Prairie ecologist, Dr. Paul Christiansen, began monitoring the Herbert Hoover NHS prairie in 1982, 11 years after it was planted, and continued annual monitoring through 2005. This wealth of data on prairie plant community condition provides insight to the effects of various management strategies. Resource managers selected native species diversity and relative cover of exotic species as Vital Sign indicators of plant community health. Current long-term monitoring will be appended to the 1982-2005 dataset to assist managers in adaptive management decisions to attain desired conditions in the prairie.

Data Analysis At Heart Of Monitoring

Heartland Network, Inventory and Monitoring Program, data analysts used the Christiansen data to compare prescribed fire treatment with changes in plant community richness and diversity, and to examine changes in exotic species cover. The analysis considered trends in native plant richness and exotic plant cover relative to time of last treatment with fire.

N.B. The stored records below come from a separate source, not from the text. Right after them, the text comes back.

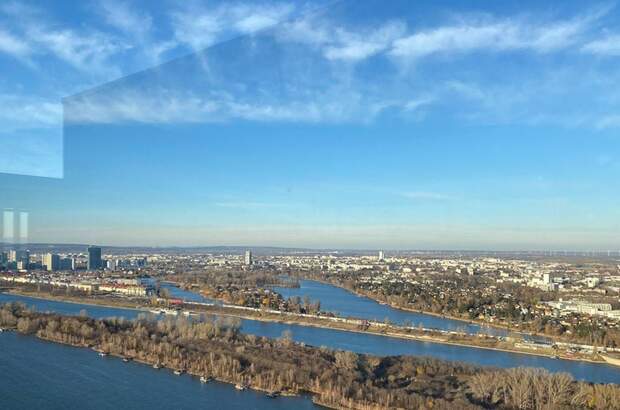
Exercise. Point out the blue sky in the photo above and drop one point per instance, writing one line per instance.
(451, 125)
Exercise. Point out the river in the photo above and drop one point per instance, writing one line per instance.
(367, 343)
(42, 375)
(347, 304)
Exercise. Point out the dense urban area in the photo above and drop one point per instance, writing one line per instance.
(571, 301)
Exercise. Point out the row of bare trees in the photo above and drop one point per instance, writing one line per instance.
(216, 347)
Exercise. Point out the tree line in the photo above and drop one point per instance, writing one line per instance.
(215, 347)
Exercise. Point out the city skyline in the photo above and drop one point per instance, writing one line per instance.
(288, 140)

Prescribed Fire Affects Species Richness & Exotic Species Cover

Although the original planting contained only five grass species, incidental additions of forbs over the years resulted in a diverse community of over 200 species and a variety of species guilds. Species diversity lies below the management goal, but has been relatively stable. Additionally, scientists made several other observations:

  1. Exotic species pose one of the most important threats to the prairie plant community. Although exotic plant relative cover fell far below the assigned tolerance limit in 1992 at 2%, it increased to 20% by 2005, more than twice the tolerance level.
  2. In general, species richness declined as time since last prescribed fire increased.
  3. Varying the conditions of prescribed fires (e.g., season, fuel moisture, time since last burn) may support efforts to increase species diversity. Altering fire treatment seasons may give competitive advantage to certain species one year and to other species when fire timing differs. Forb species that are not currently well represented may have pportunities to germinate or flower when disturbance patterns are varied through time and space.

Source

Williams, M.H., S.A. Leis and P. Christiansen. 2007. Evaluation of fire effects and restoration progress through 21 years of prairie vegetation data at Herbert Hoover National Historic Site1982-2005. NPS Technical Report NPS/HTLN/NRTR—2007/052. National Park Service, Fort Collins, Colorado.